Thursday, March 05, 2009

delhi 6 / cairo / jasraj

kaushik said that today the bombay based film industry is shaping the way in which other places in the city are represented. if that is so, then the delhi of dilli 6 is a village for us. instead of the madness of a city we are presented with a ghetto of happiness and camaraderie. the only way out of that ghetto is presented as mumbai (as the marine drive backdrop in the photographers studio where sonam longs to become an indian idol; or america from where smug half hindu half muslim abcd arrives to show the underexposed ghetto inhabitants that the kala bandar that haunts them is inside their hearts, and if they look really close into the mirror then they will be rid of it. its all terribly patronizing. no city film this- instead delhi is transformed into idyllic pre-modern village with all the problems that we liberal city dwellers imagine there- dowry, illiteracy, caste discrimination- it is like a checklist that goes on and on. and the proposed solution is so trite it makes you cringe. somewhere along the way in a song the village is spliced with shots of manhattan making, if nothing else, at least some odd images. waheeda rehman and rishi kapoor should have been the stars and then maybe it would have been all right.
later benita and me headed into town for a talk on cairo at the udri. the lecturer spoke of the patterns of exclusion and inclusion that have shaped the city today. the desert as the space in between that makes maps impossible was beautifully drawn and the story of the city had echoes of mumbai- large scale private investments, gentrification, etc. i must admit to somehow being a little uncomfortable now though of the spectacle of strangeness that we exult in as much as we decry especially when we confront some of these new landscapes. there is an exotica that taints the way we see- ‘the interesting’ that somehow makes the everyday alien- or at least removed somehow- allowing us to gaze at these as if they do not affect us. i also find that we sometimes aid and abet this strangeness tourism for that breed of urban researchers than mine the ‘global souht’- indian or from the west. the discourse si then somehow shaped by this gaze- as these are the languages promoted by the lecture series or the conference circuit. other voices cannot be raised if one is to belong to this network. sad.
jasraj was in form at the science center yesterday. the alaap of the first raga had me in tears at the sheer beauty of some of those patterns. his voice like heavy deep silk. the later thumris and bhajans were good too but no match for the gorgeousness of the first half.

2 comments:

Anuj said...

there is this one word, i suspect, you use quite differently - 'the interesting'. have read it in a lot of your earlier posts.
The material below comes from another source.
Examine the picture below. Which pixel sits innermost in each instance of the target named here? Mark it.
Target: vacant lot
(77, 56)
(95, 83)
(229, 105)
Would you like to elaborate the debate in your mind with the idea of 'interesting'?

Anarchytect said...

my problem with the word interesting…now that is an interesting question that makes me try and formulate and answer as clearly as possible. i find that the word is often used by people who are not willing to spend time with a place to discover something deeper but are seduced by the appearance of a disturbance within the ordinary. this disturbance is seen as an exciting phenomenon and is valorized. this valorization tends to make a commodity of the everyday phenomenon until it becomes an anecdote to be bartered on the growing market for oddness from the global south. i.e.- the admittedly odd or rather illegible new landscape is rendered exotic. the alucobond and glass malls and the pseudo historical apartment buildings take the place of snake charmers and elephants as exotica from the east to be peddled on the global lecture series circuit. the west to looks to us to supply them with such mutations and we oblige willingly. what is our everyday is made into strange through their eyes. or ‘interesting’. doesn’t this distance us from our context as well? the interesting is fascinating for a disinterested observer who cares only for the anecdotal value of and experience. like a photograph s/he will carry home to tell all the friends and family to say ‘i saw this too’- aren’t you envious? the urge to be interesting might end up making our everyday into a catalogue of oddities. i am party to this creation and have to know how to resist it.
and i mean that even in terms of architectural language. is the urge to be ‘different’ regardless of the context an urge to be seen as separate form the rest of the ilk.. sometimes regardless of the context in which one builds. to stand out from the crowd- to be unique and marketable as such.